Airey gives an overview of the UK Bribery Act and how serious the problem is being taken.  Early in his presentation, Airey presents some devastating statistics:  15% of all companies in industrialized countries believe that have to pay bribes to keep business.  He, in no small terms, makes it clear that bribery is a problem and that the culture of accepting it as the cost of business is changing.

Goverments all around the world are looking to level the playing field.  The European Commission has passed a formal resolution for sanctions against corruption and America has passed the Dodd-Frank act, which actually rewards whistle-blower.

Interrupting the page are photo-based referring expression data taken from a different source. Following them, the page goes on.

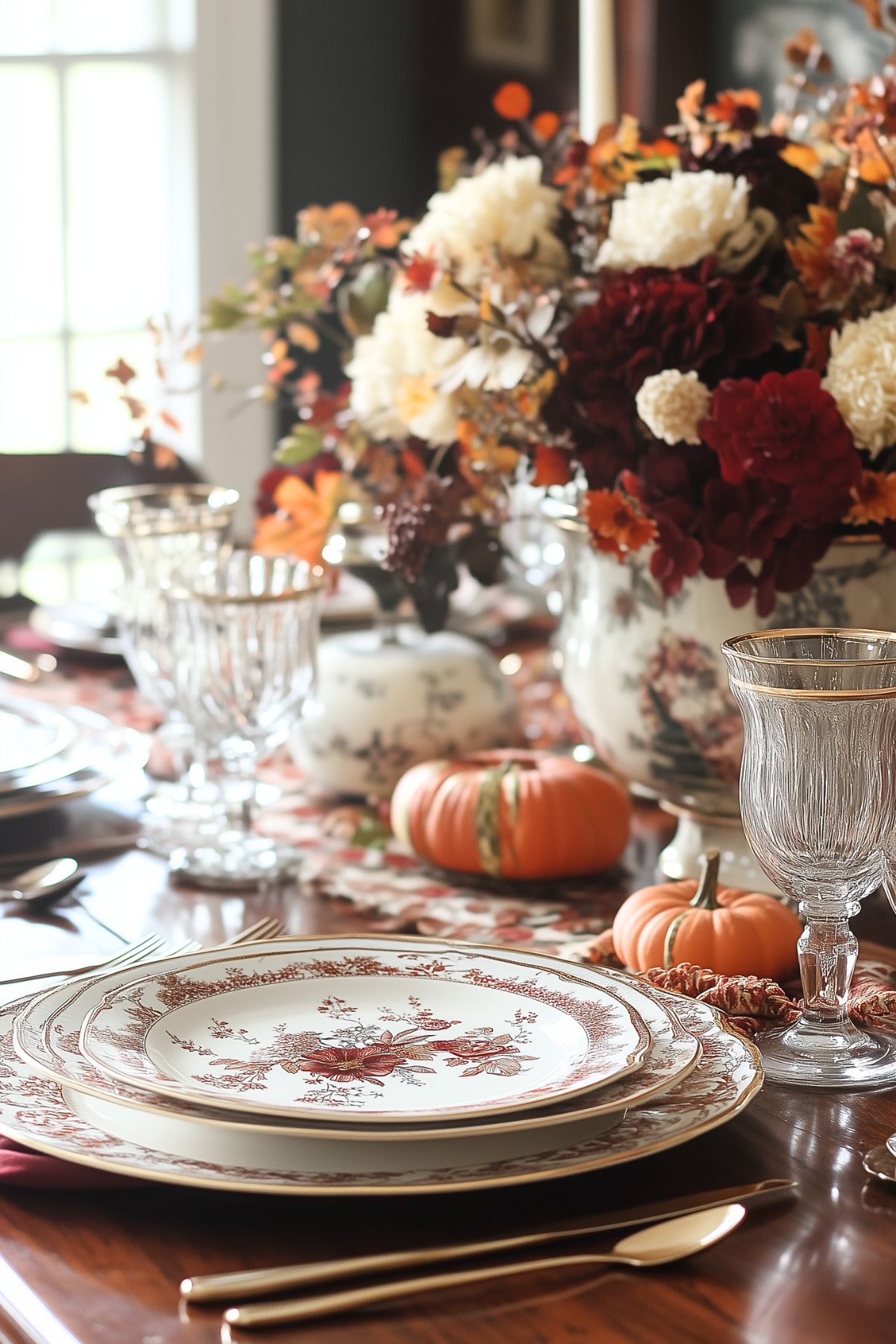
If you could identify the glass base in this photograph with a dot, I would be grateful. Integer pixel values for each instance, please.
(836, 1054)
(234, 862)
(174, 816)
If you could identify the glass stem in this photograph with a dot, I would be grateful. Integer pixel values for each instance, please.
(239, 790)
(828, 951)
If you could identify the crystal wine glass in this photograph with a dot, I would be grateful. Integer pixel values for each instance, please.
(160, 531)
(243, 643)
(818, 804)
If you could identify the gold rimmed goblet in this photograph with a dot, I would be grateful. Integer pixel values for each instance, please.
(818, 804)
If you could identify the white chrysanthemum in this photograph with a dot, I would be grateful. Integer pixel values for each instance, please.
(672, 405)
(504, 207)
(862, 378)
(395, 374)
(674, 221)
(496, 364)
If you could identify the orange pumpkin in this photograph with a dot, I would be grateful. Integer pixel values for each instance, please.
(521, 815)
(735, 933)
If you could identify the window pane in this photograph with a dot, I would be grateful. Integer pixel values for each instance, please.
(107, 25)
(26, 27)
(30, 219)
(31, 397)
(104, 425)
(181, 25)
(117, 194)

We've got something we've never seen, ever before,” Airey said.  “There is no such thing as a deleted email.”

The idea that there is less privacy than ever doesn't exclude businesses.  Any sign that there is something untoward can be checked.

Airey goes on to give example of companies hit with corruption charges by regulators.

Then he moves on the the UK's recent attempt to outlaw such practices.  The UK Bribery act makes both giving and receiving a bribe.  Bribery of private individuals and companies is illegal.  It's illegal in both the UK and overseas. The list goes on.

“As a lawyer, I'm embarrassed to say it's so easy to understand that it has spawned a bribery act industry,” Airey said.  The plain English it's written in has actually allowed lawyers of any stripe to claim a specialty in it.